I agree completely with this review. I nearly vomited after one sip of the stuff. It tastes like Miller Highlife Mixed with Piss and Kool Aid with a hydrogen peroxide mouthfeel and antifreeze nose.
I drank heavily for many, many years. The only thing I’ve ever had that was worse than this was thunderbird. I vomited out a window after a sip of that. The aftertaste had hints of bile an the nose was rubbin alcohol.
Honestly, avoid this stuff. Buy Mad Croc (dollar store Red Bull) and pour in a shot of bottom shelf vodka if you want a cheap energy drink + alcohol combo.
I’ve avoided Joose ever since my first encounter. Every time I see it at the store it makes me feel a little sick.

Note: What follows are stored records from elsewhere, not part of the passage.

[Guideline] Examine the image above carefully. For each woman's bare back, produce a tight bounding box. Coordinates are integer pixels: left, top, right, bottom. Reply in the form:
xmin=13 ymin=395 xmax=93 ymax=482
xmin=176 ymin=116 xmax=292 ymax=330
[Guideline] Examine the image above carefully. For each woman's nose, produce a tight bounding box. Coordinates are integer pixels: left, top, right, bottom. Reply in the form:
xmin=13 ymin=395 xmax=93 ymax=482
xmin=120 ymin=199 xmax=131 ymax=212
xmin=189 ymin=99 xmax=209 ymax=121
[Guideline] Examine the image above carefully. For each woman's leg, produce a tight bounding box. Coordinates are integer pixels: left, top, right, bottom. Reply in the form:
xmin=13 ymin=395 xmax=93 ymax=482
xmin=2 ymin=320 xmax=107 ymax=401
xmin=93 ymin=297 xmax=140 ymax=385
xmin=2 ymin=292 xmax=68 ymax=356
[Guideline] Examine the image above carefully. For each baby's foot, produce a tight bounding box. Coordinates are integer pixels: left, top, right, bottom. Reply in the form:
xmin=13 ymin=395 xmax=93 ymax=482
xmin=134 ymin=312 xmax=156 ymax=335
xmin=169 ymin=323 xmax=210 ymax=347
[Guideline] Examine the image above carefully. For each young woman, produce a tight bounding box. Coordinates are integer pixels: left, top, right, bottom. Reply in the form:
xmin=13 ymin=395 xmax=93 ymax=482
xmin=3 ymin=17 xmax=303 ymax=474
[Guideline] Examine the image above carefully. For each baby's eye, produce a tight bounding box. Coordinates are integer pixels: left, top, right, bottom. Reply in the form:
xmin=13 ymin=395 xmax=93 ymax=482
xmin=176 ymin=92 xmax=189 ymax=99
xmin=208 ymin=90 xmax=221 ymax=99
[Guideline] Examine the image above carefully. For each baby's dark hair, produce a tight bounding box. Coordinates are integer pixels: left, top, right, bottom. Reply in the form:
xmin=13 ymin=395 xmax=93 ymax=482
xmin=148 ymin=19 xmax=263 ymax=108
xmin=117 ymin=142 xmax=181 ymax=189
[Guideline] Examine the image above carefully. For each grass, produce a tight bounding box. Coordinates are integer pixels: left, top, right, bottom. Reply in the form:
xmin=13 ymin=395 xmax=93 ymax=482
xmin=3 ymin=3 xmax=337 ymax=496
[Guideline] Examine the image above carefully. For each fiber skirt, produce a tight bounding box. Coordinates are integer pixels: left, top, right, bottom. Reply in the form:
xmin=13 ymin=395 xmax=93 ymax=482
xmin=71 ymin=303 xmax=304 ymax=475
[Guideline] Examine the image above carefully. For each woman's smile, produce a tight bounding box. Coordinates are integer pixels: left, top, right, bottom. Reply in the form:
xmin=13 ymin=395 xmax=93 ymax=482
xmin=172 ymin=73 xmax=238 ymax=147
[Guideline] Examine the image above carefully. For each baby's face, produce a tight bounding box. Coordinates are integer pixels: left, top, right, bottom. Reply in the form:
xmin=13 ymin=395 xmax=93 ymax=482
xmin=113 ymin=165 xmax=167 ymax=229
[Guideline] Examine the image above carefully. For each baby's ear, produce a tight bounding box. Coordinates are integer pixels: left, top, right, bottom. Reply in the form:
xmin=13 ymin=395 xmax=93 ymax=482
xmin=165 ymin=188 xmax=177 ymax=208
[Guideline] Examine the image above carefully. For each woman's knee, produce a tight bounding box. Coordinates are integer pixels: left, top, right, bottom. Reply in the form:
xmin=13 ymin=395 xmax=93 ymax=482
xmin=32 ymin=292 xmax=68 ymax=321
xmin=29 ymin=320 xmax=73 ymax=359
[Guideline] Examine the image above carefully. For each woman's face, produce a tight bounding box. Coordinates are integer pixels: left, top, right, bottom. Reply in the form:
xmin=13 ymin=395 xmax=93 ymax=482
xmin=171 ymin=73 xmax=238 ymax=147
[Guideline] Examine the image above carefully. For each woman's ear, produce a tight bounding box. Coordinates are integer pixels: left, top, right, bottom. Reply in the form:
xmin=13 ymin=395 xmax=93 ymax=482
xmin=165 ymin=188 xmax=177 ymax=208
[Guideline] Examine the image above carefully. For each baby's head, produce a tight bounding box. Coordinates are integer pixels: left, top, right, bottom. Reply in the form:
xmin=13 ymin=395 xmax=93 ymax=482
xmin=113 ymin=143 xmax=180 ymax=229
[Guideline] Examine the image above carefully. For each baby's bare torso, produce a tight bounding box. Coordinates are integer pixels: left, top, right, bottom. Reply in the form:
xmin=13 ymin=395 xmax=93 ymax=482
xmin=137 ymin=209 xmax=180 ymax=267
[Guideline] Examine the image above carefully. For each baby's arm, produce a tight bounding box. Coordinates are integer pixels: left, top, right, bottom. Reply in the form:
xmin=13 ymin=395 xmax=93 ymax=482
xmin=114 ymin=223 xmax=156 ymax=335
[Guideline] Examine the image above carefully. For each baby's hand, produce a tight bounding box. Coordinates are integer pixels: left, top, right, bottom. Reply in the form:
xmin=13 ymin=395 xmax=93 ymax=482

Your article is the result of you stretching your mind to find even the most mundane of causes, and then to write a passionate, “witty” article about how stupid it is. Joose isn’t that bad- at least not any worse than the majority of alcoholic beverages out there. Yeah, it’s crazy- but everyone ALREADY KNOWS THAT, and your article is anything but fresh and “witty.” you should work instead as a telemarketer, or a Joose salesman.
This may be a late comment, but I gotta defend this drink. I think these are way better than cheap beer. Honestly, I’d take one of these over Corona or Coors or Budweiser – they get you drunk faster than regular beer, and taste good especially once you’ve had a few sips. I like the red version the most, it tastes like soda.